38. The system of claim 25, wherein the magnetic agent comprises a ferrofluid.

39. The system of claim 25, wherein the magnetic agent comprises a suspension of particles, each particle having a permanent magnetic moment.

40. The system of claim 25, wherein the magnetic agent comprises a suspension of particles, each particle having an induced magnetic moment.

41. The system of claim 25, wherein the magnetic agent comprises a suspension of particles having permanent magnetic moments and induced magnetic moments.

42. The system of claim 25, wherein the at least one magnet comprises at least one electromagnet.

43. The system of claim 25, wherein the at least one magnet comprises at least one diamagnetic source.

44. The system of claim 25, wherein the at least one magnet comprises at least one paramagnetic source.

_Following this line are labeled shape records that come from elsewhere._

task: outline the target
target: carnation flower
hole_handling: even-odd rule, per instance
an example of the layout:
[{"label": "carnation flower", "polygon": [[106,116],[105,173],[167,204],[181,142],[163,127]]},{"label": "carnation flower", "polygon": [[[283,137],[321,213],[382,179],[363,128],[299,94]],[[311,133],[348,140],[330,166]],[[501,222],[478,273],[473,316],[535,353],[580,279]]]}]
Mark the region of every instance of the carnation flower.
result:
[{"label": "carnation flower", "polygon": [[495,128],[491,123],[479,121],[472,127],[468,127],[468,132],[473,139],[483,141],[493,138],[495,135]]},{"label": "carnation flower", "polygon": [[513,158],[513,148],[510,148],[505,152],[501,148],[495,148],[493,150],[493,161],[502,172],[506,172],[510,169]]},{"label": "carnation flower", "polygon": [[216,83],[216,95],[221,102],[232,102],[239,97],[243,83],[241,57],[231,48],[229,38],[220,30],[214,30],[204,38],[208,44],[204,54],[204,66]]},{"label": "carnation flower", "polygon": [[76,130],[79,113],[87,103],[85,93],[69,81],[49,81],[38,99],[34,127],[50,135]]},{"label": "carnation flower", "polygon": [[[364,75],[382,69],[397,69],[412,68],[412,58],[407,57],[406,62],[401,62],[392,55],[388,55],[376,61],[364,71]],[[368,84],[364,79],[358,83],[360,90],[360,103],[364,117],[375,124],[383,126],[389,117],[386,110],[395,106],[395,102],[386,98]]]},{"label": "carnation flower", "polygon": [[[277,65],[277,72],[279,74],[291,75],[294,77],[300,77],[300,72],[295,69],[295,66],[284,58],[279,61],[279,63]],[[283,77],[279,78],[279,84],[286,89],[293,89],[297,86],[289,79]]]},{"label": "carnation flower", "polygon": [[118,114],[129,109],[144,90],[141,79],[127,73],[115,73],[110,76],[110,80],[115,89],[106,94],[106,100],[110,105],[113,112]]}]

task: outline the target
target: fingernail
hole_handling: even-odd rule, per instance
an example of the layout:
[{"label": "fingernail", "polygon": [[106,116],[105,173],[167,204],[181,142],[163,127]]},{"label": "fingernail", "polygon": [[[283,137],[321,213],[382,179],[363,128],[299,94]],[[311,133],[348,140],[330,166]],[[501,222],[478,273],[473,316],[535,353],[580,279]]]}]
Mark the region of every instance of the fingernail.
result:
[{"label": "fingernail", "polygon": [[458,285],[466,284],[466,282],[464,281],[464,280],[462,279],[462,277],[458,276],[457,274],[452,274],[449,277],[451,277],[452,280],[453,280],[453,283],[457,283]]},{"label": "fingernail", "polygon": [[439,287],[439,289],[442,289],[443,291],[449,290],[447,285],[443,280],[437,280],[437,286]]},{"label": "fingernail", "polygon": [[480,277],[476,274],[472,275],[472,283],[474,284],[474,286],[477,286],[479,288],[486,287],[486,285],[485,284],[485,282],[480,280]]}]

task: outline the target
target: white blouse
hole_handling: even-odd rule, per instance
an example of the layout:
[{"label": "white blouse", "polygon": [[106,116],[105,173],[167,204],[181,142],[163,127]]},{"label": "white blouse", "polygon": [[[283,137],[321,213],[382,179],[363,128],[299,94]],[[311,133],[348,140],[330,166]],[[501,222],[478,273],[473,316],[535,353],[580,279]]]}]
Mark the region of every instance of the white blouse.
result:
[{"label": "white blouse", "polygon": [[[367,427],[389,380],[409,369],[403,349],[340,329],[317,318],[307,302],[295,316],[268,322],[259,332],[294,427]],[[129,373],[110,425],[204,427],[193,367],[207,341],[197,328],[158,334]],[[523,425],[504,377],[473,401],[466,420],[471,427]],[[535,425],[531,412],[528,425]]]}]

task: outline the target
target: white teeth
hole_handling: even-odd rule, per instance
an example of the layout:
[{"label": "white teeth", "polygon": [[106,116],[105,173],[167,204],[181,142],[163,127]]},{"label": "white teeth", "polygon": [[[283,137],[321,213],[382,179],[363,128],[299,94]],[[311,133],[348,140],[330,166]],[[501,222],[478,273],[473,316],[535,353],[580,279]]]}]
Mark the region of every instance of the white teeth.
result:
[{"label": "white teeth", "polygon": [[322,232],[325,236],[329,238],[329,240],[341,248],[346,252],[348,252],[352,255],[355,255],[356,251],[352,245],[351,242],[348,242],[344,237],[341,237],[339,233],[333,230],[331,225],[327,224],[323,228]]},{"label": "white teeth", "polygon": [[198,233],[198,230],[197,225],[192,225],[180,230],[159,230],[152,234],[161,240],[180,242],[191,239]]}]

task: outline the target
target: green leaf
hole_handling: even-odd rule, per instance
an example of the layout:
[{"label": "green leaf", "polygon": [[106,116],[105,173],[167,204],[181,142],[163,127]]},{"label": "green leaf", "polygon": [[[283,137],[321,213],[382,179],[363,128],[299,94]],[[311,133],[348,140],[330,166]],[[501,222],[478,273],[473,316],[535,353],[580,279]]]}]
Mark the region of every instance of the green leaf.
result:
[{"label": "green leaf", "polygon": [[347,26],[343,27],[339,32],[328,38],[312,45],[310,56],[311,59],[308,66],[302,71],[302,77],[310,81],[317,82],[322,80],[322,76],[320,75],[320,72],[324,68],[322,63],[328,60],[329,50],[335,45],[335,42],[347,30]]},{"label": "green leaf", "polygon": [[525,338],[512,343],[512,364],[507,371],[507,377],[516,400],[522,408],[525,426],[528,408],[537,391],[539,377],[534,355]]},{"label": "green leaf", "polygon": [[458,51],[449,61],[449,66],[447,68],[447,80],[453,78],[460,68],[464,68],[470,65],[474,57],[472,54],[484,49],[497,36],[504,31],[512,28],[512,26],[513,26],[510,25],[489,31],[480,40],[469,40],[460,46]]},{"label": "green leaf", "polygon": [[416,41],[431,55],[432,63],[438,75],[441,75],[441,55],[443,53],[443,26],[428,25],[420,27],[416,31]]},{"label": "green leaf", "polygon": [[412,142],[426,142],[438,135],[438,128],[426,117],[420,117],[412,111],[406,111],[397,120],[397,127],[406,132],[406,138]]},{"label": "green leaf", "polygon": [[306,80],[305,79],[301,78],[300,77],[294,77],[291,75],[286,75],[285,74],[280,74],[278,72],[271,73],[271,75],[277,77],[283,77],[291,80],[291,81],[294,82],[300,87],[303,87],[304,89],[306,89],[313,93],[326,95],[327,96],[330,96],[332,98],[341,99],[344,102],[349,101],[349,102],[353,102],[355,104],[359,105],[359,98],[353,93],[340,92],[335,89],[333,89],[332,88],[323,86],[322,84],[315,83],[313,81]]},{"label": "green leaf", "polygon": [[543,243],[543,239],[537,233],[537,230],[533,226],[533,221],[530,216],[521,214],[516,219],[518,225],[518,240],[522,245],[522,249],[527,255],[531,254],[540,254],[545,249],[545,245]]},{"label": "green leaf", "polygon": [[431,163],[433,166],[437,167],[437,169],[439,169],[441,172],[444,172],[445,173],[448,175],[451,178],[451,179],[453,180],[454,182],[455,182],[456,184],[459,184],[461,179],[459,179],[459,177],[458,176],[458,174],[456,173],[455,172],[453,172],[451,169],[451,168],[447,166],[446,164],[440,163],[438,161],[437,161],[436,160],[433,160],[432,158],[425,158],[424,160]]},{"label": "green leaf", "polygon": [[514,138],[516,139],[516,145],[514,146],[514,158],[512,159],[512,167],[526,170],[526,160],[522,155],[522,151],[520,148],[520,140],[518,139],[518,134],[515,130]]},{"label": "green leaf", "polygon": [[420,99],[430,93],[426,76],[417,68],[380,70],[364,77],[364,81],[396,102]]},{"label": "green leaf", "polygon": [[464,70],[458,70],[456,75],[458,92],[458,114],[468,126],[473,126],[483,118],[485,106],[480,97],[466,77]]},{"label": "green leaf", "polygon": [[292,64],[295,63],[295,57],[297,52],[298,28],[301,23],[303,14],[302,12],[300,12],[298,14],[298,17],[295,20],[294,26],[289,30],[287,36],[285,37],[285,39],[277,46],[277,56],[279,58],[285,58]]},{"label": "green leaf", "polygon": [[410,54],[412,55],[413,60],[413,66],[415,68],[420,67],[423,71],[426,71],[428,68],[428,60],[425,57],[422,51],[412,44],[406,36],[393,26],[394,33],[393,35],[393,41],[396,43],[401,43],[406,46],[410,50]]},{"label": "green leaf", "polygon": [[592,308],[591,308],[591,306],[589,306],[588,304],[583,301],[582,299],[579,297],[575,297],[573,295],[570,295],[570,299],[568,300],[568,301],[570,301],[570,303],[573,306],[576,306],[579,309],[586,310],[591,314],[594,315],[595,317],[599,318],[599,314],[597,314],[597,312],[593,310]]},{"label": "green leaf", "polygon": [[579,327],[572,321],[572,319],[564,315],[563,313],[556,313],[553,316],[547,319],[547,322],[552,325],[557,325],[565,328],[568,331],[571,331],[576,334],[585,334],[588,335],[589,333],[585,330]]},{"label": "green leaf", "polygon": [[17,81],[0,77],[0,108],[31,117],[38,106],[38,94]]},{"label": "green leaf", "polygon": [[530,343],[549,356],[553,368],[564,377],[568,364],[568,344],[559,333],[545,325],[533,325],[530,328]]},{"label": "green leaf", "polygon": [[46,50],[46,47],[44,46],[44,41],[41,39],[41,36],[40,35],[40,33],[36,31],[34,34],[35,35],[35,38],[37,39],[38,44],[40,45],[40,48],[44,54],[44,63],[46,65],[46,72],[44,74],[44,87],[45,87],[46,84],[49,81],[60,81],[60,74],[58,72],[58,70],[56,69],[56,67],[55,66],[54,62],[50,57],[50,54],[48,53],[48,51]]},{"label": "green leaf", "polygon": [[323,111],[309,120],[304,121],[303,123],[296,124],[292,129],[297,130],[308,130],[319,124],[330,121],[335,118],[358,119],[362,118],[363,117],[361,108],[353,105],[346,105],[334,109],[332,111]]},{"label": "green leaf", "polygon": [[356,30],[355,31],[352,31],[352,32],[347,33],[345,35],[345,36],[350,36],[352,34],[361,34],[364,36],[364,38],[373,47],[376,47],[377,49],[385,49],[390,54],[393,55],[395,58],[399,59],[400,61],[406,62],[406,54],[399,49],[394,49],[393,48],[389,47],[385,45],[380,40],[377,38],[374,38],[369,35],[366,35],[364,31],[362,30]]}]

45. The system of claim 25, wherein the at least one magnet comprises at least one ferromagnetic source.

46. The system of claim 25, wherein the at least one magnet is configured to produce an axial field in a range between 0 and about 1000 gauss.

47. The system of claim 25, wherein the at least one magnet is configured to produce an axial field of about 135 gauss.

48. The system of claim 25, wherein the magnetic field comprises a gradient in a range between 0 and about 50 gauss/mm.

49. The system of claim 25, wherein the magnetic field comprises a gradient of about 5 gauss/mm.

50. A computer-readable storage medium having stored instructions that, when executed by one or more processors, cause a computer to perform functions that comprise

causing at least one magnet to apply a magnetic field to an area that is proximate a target area of a spinal region of a subject, such as to

maintain a fluidic agent at the target area,

move the fluidic agent towards the target area, or

move the fluidic agent away from the target area,

wherein the fluidic agent comprises at least one of an anesthetic component and an analgesic component, and a magnetic component.